Le rapport à la Chambre sur la télédiffusion des travaux des comités a été déposé et approuvé.
Le rapport à la Chambre sur la modification des articles provisoires du Règlement relatifs aux mesures d'initiative parlementaire, compte tenu du nouveau nombre de partis officiels à la Chambre, a été déposé et approuvé.
De plus, notre comité a adressé aux leaders parlementaires une lettre leur demandant s'ils ont l'intention de régler la question des articles provisoires du Règlement qui traitent des mesures d'initiative parlementaire. Vous m'aviez donné comme consigne d'attendre et, s'ils intervenaient, que nous n'allions rien faire. S'ils n'interviennent pas, nous nous en chargerons.

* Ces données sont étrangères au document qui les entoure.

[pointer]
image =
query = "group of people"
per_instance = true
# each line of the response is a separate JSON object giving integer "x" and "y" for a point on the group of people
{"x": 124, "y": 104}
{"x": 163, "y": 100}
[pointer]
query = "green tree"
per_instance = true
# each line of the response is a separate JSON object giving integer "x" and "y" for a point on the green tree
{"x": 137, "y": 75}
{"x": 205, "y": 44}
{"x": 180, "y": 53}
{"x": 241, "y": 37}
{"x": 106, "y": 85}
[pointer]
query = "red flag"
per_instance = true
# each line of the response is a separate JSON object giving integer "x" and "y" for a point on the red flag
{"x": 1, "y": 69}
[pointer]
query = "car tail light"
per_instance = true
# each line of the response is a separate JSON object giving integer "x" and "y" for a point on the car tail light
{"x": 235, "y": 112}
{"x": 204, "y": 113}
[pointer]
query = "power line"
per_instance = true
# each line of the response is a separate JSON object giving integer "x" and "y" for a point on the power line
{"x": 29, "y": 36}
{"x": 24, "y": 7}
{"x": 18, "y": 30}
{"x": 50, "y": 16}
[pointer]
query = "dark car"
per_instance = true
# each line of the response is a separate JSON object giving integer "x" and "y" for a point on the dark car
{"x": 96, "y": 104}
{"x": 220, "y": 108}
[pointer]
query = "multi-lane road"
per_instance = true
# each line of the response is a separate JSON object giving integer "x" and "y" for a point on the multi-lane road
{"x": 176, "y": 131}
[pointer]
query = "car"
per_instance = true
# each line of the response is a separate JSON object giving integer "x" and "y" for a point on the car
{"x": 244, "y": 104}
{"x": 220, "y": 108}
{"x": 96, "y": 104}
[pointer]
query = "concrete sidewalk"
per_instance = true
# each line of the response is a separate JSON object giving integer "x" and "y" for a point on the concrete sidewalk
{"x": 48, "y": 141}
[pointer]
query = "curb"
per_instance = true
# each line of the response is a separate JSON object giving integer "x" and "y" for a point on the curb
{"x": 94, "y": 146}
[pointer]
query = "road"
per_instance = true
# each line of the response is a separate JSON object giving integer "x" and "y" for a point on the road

L'un des sujets dont nous avons traité la dernière fois et que nous allons régler est la nouvelle manière dont nous abordons le budget des dépenses et les autres questions du genre. J'aimerais attirer votre attention sur un document que votre bureau a déjà reçu. La Bibliothèque du Parlement présentera un programme spécial. Vous avez tous reçu ce document, mais je vais le faire circuler. Il s'intitule Le Budget des dépenses : Comment il fonctionne et comment vous en servir—Un programme spécial pour les parlementaires offert par la Bibliothèque du Parlement. Je remarque qu'il y a plusieurs présentateurs invités, notamment Bill Corbett, le greffier de la Chambre des communes, qui témoigne devant nous aujourd'hui. Je vous recommande donc ce programme. Il aura lieu le mercredi 18 février de 16 à 19 heures, à la pièce 237 de l'édifice du Centre.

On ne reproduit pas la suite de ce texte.